Через сорок минут, установив новые мишени, сестры снова открыли огонь, причем Марта отмечала каждое удачное попадание радостными взвизгами. В какой-то момент эти взвизги слились в непрерывный писк, а потом девушка умолкла – наверное, охрипла, подумала Мирдза и покачала головой. Для младшей сестры все эти упражнения все-таки оставались увлекательной игрой, хоть как-то развеявшей скуку их вынужденного затворничества. Да и сама Мирдза была рада несколько изменить привычное течение серых дней.



Улица Дзинтара, Ритабулли. Рига. Пятница, 31.07. 21:50 (время местное)

Когда его ткнули носком ботинка под ребра, Чистильщик не шевельнул ни единым мускулом. Его полузакрытые глаза не видели, кто это сделал, да собственно – какая разница. Окружающий мир он воспринимал только с помощью слуха и внутренним чувством, которое сам затруднялся определить – что это такое. Все остальные рецепторы были отключены, хотя где-то внутри сознания дремал невидимый сторож, готовый в любую секунду дать телу команду «к бою!» и развернуть его, подобно туго свернутой пружине.

Касание чьих-то теплых пальцев к холодной, почти ледяной коже шеи в районе сонной артерии показалось Чистильщику ожогом раскаленной стали, но он все равно не шелохнулся.

– Дыхания и пульса нет, – услышал он незнакомый голос. – И налицо – трупное окоченение, начинающее, впрочем, уже отходить.

Кто-то пошевелил его рукой – с натугой, медленно.

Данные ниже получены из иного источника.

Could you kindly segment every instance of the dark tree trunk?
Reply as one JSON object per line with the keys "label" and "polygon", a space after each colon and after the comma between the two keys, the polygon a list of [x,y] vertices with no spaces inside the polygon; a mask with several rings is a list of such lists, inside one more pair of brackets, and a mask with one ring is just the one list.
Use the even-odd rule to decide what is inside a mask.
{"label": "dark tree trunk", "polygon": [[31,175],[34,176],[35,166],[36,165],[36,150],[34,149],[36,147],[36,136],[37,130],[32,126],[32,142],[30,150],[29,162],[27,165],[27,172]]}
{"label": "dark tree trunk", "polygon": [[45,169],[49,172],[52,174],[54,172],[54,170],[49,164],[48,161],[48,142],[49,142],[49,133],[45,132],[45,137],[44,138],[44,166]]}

– Что вы хотите сказать, доктор? – услышал Чистильщик голос Яниса. Тяжкий вздох.

– Только то, что этот человек мертв.

Чистильщик почувствовал, как ему оттянули верхнее веко. «Наверное, – отстранение подумал он, – еще и посветили тонким фонариком в глаза». Бесполезно. Его зрачок не реагировал на свет. Старая шутка индийских йогов – один медленный и неглубокий вдох в полторы минуты, и навык терморегуляции организма – стандартный метод аномалов для ухода от допроса и побега.

– Твою мать! – на сей раз Янис перешел на русский, ибо родной язык не давал возможности выразить эмоции в полной мере. – Его никак нельзя оживить?

– Абсолютно, – ответил незнакомый голос. – Он умер не менее пяти-шести часов назад.

– Епона вошь! – в наборе ругательств Янис не был мастером. – Хорошо. То есть полное говно. Арвид, Гуннар, отвезете труп в морг городской больницы. Доктора Слэзарса я вызову туда сам. К утру у меня на столе должен лежать отчет о вскрытии. Особенно меня интересует, почему он смог противостоять «сыворотке правды». Выезжайте немедленно. Хотя… – тут Янис умолк. – Доктор, – после минутной паузы сказал он, – а не может ли наш пациент симулировать смерть?

В камере раздался короткий смешок.

– И отсутствие дыхания – тоже? – спросил доктор. – Сердцебиение – еще туда-сюда, но дыхание и температура… Что вы от меня хотите?

– Я от вас? Абсолютно ничего. Арвид, помоги…

Чистильщик почувствовал, как под ногти на его ногах (почему все считают, что иголки надо загонять в руки?) вонзились тупые иглы. Если бы он был в обычном состоянии сознания, то он бы закричал. Но не сейчас. Боль придет позже и будет вдвое сильней, чем обычно, а сейчас он лишь отметил, что два ногтя на правой ноге отслоились от кожи и из-под них показалась кровь – чуть-чуть, по своему объему равная испытываемой им сейчас боли. То есть – почти никакой.